Juny grinça des dents alors qu’une grosse meringue s’étouffait de rire à quelques pas de là, comprimée dans sa robe à froufrous jaune citron.  Les deux énormes boules de chair qui lui faisaient office de poitrine menaçaient de se faire la malle et les plumes qui paraient sa chevelure vaguement blonde confirmaient son sentiment d’avoir affaire à un canari obèse. Où que Juny posa le regard, tout n’était que luxe vaniteux suintant pas tous les pores, faux semblants et bêtise crade. Bob lui en soit témoin, les bals l’emmerdaient royalement.

- Rappelle moi encore ce que je fais là ?

La proximité de Lucien, accroché à son bras comme à une bouée de secours, n’avait rien pour lui plaire. Son parfum  d’aristo l’écœurait,  sans parler de l’odeur de ses cheveux ! On n’avait pas idée de mêler une senteur de patchouli à du jasmin, surtout quand on avait le look d’un barbare des montagnes. Ses cheveux clairs retombaient sur sa poitrine de bœuf shooté à la testostérone. Au moins, se dit la jeune magicienne, il avait eu la présence d’esprit de se raser de près. Il n’aurait plus manqué qu’une barbe broussailleuse pour  compléter sa panoplie d’ermite sauvage éleveur de brebis consanguines. Puis d’abord, quelle idée de s’appeler Lucien ? Avec un physique pareil qui plus est…

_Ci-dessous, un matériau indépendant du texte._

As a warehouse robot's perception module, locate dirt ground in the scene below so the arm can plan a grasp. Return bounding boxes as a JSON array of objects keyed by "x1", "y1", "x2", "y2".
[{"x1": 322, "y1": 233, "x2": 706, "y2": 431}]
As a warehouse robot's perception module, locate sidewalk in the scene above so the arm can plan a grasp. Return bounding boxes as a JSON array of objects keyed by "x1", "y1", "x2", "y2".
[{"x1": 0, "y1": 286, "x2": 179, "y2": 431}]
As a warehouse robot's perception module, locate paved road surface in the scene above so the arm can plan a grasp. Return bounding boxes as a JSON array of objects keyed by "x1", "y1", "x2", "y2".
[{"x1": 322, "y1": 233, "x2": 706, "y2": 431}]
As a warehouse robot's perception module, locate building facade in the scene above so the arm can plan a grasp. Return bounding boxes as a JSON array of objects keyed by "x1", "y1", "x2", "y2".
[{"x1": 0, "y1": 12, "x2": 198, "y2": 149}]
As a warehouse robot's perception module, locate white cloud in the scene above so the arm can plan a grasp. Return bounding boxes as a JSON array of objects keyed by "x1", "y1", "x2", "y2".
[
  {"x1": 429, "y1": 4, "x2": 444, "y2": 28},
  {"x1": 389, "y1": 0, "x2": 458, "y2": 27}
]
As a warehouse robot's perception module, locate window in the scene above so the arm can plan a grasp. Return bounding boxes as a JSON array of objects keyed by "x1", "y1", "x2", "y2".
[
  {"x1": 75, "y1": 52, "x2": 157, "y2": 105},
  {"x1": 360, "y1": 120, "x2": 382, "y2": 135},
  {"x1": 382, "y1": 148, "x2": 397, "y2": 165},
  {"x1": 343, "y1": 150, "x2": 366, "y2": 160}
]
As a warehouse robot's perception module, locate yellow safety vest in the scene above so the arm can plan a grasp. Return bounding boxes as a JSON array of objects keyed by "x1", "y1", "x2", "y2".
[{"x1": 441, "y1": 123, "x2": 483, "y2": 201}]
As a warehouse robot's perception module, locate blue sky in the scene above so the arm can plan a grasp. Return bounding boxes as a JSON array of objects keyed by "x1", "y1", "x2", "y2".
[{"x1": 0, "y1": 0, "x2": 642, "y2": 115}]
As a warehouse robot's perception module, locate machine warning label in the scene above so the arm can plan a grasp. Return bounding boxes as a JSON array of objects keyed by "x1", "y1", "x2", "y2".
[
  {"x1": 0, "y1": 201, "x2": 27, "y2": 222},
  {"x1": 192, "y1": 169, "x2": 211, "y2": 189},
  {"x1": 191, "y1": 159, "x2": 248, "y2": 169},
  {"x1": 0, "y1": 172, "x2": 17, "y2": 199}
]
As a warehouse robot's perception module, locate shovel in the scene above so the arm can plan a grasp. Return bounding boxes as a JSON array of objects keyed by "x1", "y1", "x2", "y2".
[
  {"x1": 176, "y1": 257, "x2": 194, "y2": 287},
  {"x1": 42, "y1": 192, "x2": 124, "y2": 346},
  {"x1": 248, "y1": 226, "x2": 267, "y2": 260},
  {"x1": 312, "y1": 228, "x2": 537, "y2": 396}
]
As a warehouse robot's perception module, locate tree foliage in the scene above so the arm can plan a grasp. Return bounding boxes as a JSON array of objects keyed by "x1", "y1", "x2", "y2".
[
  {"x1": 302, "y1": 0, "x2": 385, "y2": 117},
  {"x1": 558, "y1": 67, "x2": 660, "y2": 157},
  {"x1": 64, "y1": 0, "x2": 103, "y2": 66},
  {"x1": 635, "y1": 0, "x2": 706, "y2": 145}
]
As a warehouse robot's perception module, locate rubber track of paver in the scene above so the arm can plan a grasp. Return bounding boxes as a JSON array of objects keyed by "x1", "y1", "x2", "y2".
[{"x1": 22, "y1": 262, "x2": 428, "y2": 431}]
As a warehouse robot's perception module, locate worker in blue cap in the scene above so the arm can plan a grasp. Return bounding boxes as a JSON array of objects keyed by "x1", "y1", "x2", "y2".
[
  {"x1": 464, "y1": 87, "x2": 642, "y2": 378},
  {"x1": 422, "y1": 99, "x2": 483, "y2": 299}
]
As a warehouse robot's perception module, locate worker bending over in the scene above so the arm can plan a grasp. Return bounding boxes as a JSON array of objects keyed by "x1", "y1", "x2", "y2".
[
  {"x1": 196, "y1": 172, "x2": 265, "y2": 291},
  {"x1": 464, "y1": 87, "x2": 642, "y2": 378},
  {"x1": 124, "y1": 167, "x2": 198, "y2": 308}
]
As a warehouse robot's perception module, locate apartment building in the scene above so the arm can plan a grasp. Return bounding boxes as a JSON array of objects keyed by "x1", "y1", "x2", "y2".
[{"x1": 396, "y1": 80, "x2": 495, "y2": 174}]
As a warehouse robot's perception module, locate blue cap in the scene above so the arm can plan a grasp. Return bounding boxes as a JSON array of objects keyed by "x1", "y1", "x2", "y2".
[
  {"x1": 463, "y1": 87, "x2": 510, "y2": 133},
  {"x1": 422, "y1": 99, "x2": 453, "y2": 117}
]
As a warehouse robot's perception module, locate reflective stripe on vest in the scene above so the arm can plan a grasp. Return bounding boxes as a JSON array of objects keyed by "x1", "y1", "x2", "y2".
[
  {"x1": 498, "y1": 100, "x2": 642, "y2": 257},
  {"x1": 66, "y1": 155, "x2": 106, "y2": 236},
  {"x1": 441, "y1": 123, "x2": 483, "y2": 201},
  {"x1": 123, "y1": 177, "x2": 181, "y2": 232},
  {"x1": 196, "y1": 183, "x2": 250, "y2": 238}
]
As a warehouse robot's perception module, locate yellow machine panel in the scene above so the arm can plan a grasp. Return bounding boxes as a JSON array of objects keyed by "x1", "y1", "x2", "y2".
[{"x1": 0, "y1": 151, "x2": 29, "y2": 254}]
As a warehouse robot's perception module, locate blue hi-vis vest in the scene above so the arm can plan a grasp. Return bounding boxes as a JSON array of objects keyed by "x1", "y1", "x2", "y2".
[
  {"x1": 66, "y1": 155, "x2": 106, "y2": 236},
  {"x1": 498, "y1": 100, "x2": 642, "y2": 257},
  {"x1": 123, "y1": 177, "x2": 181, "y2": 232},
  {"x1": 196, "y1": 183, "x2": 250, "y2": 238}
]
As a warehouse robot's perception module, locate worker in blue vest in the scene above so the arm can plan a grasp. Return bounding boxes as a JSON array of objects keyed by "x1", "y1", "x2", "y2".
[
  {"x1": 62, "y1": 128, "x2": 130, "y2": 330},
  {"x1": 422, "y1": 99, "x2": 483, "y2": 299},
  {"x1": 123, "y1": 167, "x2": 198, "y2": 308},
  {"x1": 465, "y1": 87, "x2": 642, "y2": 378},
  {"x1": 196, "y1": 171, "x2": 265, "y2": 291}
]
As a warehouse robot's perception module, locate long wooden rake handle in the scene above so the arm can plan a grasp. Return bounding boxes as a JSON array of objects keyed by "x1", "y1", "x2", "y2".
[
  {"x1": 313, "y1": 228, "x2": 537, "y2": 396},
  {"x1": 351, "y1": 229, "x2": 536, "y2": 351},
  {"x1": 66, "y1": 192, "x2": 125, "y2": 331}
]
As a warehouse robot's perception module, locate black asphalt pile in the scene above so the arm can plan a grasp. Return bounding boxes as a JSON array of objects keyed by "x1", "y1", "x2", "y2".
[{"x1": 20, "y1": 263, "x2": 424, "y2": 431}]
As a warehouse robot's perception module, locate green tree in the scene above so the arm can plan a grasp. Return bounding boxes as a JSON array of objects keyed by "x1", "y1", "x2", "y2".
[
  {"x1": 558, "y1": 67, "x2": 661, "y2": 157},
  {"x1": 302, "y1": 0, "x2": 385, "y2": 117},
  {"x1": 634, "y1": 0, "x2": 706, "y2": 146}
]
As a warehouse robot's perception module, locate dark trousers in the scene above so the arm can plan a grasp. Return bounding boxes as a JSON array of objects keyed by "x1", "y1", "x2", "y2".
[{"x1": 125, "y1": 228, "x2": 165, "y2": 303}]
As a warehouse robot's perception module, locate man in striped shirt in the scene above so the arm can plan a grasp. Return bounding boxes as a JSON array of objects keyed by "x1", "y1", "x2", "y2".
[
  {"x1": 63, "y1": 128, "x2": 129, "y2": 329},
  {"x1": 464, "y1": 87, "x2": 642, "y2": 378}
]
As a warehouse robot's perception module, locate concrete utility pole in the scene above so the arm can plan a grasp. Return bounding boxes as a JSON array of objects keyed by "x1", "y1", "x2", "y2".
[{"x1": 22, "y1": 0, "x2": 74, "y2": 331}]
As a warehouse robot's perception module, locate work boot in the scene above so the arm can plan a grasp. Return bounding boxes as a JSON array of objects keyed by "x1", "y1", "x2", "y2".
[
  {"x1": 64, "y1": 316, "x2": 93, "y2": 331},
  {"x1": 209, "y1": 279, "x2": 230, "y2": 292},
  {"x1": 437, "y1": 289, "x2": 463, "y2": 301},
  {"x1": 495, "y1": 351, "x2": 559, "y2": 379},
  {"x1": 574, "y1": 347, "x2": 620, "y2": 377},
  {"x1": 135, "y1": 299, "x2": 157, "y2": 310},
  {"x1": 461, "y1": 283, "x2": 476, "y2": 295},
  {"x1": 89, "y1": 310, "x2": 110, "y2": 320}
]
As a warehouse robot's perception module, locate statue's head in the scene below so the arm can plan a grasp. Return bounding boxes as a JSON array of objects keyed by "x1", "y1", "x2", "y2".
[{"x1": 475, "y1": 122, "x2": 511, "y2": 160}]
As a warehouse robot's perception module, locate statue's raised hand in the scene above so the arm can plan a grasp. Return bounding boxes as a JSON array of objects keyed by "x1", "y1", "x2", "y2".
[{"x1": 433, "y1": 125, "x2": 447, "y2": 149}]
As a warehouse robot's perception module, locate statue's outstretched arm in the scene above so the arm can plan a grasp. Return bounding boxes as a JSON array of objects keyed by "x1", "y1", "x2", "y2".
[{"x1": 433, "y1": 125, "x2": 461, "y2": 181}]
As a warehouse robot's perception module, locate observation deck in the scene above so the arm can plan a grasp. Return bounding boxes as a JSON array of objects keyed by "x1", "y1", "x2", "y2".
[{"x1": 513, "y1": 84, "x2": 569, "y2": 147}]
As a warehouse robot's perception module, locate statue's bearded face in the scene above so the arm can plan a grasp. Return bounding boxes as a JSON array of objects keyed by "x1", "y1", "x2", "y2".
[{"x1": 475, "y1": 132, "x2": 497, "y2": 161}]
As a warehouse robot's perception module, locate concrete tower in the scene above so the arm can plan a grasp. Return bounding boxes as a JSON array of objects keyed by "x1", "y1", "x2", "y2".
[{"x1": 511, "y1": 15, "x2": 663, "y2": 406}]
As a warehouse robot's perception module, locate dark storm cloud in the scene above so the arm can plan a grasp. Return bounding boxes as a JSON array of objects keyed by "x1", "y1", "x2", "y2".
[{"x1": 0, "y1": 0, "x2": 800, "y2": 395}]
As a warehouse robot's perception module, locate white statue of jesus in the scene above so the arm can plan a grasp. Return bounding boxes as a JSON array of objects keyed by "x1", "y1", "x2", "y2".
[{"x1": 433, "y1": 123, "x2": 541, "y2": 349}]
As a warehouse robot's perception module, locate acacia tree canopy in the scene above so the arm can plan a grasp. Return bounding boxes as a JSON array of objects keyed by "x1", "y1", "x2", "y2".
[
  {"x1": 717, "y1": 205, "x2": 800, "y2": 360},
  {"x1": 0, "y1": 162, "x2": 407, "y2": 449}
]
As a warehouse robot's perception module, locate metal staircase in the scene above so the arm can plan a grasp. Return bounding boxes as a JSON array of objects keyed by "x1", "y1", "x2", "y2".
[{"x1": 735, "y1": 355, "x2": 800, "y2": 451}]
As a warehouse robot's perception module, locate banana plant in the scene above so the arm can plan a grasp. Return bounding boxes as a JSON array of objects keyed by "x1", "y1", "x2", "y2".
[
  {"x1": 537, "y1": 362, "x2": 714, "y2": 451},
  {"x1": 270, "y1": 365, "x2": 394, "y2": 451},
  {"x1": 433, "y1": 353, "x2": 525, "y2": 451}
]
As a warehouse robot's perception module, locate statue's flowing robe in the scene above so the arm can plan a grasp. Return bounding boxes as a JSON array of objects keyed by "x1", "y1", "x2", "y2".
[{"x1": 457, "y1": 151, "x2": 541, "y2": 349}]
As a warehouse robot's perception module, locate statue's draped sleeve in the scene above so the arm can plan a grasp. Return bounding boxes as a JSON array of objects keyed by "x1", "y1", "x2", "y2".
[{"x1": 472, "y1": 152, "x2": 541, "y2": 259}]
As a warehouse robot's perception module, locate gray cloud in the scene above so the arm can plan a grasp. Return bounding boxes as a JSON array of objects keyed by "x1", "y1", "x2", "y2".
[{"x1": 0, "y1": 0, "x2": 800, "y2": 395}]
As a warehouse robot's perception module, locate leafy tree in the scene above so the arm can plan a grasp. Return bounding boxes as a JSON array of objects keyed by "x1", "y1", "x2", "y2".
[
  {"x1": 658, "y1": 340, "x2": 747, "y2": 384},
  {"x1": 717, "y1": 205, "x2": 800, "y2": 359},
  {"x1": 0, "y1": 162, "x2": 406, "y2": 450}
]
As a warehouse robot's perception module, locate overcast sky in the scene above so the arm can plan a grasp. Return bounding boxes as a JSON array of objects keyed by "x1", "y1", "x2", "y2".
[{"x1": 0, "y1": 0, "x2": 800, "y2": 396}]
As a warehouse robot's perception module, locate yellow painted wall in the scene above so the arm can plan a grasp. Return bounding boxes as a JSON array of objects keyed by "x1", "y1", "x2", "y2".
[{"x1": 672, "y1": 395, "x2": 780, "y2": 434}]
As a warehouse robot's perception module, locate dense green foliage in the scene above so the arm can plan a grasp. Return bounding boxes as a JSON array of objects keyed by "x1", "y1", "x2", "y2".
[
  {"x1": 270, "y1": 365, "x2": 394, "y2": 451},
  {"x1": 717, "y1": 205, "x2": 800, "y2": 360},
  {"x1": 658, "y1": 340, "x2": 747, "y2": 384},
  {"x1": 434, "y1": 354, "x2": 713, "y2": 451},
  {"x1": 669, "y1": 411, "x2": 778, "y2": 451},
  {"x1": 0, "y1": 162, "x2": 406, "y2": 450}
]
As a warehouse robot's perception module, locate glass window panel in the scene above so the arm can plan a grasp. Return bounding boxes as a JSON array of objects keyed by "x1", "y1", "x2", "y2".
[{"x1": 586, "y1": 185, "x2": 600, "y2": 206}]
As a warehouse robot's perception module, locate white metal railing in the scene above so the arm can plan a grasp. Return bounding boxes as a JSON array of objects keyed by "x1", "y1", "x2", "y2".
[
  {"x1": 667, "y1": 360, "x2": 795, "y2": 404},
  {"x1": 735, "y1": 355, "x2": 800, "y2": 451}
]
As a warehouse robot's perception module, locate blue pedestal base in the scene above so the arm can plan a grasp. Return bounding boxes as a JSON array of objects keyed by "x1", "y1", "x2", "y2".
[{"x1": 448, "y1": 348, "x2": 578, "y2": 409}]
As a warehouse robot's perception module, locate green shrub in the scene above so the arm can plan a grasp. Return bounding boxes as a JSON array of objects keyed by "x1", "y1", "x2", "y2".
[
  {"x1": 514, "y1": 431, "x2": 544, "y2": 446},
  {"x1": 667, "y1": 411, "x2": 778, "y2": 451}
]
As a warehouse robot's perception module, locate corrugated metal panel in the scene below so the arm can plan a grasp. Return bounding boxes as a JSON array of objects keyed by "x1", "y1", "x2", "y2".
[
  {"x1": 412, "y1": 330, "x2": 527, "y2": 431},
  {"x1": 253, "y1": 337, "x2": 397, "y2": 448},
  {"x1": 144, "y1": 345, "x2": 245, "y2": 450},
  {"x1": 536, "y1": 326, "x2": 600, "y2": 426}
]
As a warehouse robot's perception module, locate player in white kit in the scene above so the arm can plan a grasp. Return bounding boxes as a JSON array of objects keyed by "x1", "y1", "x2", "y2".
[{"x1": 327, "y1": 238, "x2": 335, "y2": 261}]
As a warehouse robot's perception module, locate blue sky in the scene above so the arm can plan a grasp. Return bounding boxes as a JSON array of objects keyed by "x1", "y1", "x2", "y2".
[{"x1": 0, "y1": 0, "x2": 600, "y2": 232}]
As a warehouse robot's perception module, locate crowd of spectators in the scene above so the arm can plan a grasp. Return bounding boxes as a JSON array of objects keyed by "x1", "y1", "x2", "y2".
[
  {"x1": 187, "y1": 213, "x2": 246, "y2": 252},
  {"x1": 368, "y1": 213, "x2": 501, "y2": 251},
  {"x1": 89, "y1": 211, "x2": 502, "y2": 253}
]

- Tu me remercies d’être le meilleur fournisseur au monde.

Et frimeur avec ça ! Juny roula des yeux, plus exaspérée qu’elle n’aurait su le dire. Ce crétin avait décidé de monopoliser sa soirée, en échange de ses services, qui n’étaient pas si bons qu’il pouvait bien le prétendre – au fond, il n’était qu’un petit nobliau né avec une cuiller en argent dans la bouche qui mettait du sel dans sa petite vie bien rangée en se faisant le livreur particuliers des mages les plus déviants d’Émeraude. Lui avait besoin d’une cavalière de sang noble, elle de marchandise.  Ça n’empêcherait pas la jeune femme de râler jusqu'à ce que Lucien consente à lui rendre sa liberté. Ce crétin des îles n’avait pas besoin d’or et se faisait payer selon son bon plaisir, en exigeant mout services de la part de ses débiteurs. Pourquoi n’exigeait-il pas la concoction d’une potion ou d’un filtre pour se donner un air plus civilisé ? Il en aurait bien besoin, car un beau costume et des bagues finement ciselées ne suffisaient pas à détourner l’attention de ses épaules d’armoire à glace.  Et puis merde à la fin, qu’il mette à profit ses compétences au lieu de l’exhiber comme un animal de société atrophié du bulbe ! Tout ça pour un tout petit ingrédient de rien du tout.

- Oh, ça va ! Tu m’as seulement trouvé  un champignon féerique, la belle affaire…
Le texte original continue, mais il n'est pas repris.